Este caso de las deportaciones es solo uno entre decenas de decisiones ejecutivas que están siendo peleadas en los tribunales: desde la eliminación de la agencia de desarrollo Usaid hasta la expulsión de los transgénero en el Ejército. Para Trump y sus aliados, son «jueces activistas» que abusan de su posición para hacer descarrilar una agenda política respaldada por las urnas. Y el reforzamiento del poder del presidente, defienden ideólogos cercanos a Trump, como Russell Vought, su director de la Oficina de Gestión y Presupuestos, es una forma de cumplir con lo que impone la Constitución, después de décadas en el que la burocracia estatal ha constreñido al jefe del Estado.
Desde los sectores progresistas, se han desatado las alarmas. «El presidente está blandiendo un poder dictatorial y hablar de ‘crisis constitucional’ no captura la gravedad de la situación», opina en ‘The New York Times’ Jamal Greene, profesor de la Universidad de Columbia, ante el aparente incumplimiento de la Administración de órdenes judiciales para saltarse los procesos legales de deportación. «Estos dos primeros meses han sido mucho más agresivamente autoritarios que casi cualquier otro caso comparable de declive democrático», ha defendido Steven Levitsky, profesor de Harvard y autor del libro ‘Cómo mueren las democracias’.
Pero la preocupación también ha llegado desde sectores conservadores. Por ejemplo, un editorial en ‘National Review’, que reconoce que las deportaciones de Trump pueden estar «justificadas» e incluso ser «populares» (lo son, sin duda, cuando se trata de criminales). «Pero el sistema constitucional no puede ser su víctima», advierte sobre el incumplimiento de las órdenes del juez.
En ‘The New York Post’, un medio afín a Trump, otro editorial arremetía contra él desde el titular: «No hagas caso a la peligrosa tentación de atacar el imperio de la ley». Dentro, condenaba declaraciones explosivas de altos cargos del Gobierno, como el ‘zar’ de la frontera Tom Homan: «No vamos a parar, no me importa lo que piensen los jueces».

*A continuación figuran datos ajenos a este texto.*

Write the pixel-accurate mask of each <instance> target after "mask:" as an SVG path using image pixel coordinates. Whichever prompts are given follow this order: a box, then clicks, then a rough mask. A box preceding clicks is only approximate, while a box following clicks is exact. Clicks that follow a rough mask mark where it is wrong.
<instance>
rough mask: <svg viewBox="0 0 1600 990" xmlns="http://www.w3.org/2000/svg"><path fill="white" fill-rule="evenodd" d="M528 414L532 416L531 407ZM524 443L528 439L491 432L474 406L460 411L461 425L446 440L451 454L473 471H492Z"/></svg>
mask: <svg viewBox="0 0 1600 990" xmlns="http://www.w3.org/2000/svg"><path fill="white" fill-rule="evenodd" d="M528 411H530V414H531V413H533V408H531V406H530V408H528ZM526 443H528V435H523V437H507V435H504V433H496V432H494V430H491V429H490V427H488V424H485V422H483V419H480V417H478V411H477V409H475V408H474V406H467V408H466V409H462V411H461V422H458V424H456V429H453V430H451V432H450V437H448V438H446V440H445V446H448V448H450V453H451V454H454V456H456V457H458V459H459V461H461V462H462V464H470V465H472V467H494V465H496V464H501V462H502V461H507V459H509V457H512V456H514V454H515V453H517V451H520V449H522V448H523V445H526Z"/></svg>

Trump, en sus volcánicos mensajes en redes sociales, ha dado a entender que los jueces no tienen la legitimidad que él posee tras su triunfo en las urnas. A Boasberg, al que ha calificado de «lunático radical de izquierdas», «no lo ha elegido nadie». Es una visión en la que el poder del presidente está por encima del judicial, cuando la Constitución les da un tratamiento igual.
En manos del Supremo
Esa visión tendrá como juez último al Supremo. El alto tribunal, con una mayoría conservadora reforzada durante el primer mandato de Trump –nominó a tres jueces–, ha sido muy beneficioso para el presidente. La sentencia del año pasado con una visión muy expansiva de la inmunidad presidencial le libró de buena parte de sus cuitas judiciales, cuando estaba acosado por cuatro causas penales. «No lo olvidaré», le dijo Trump a Roberts hace unas semanas en su discurso sobre el Estado de la Unión, sin importarle que las cámaras estuvieran delante. Más pronto que tarde, estará en manos de esos nueve jueces decidir si Trump se está saltando o no la separación de poderes.
Otra cosa distinta es qué podría pasar después. Una de las primeras decisiones de Trump tras regresar a la Casa Blanca fue colocar en el Despacho Oval el retrato de su antecesor Andrew Jackson. El séptimo presidente –agresivo, autoritario– es una de sus inspiraciones. Una de sus posiciones más polémicas fue cuestionar el cumplimiento de las decisiones del Supremo: «John Marshall ha tomado su decisión», dijo sobre el entonces magistrado jefe del alto tribunal. «Ahora a ver cómo la hace cumplir».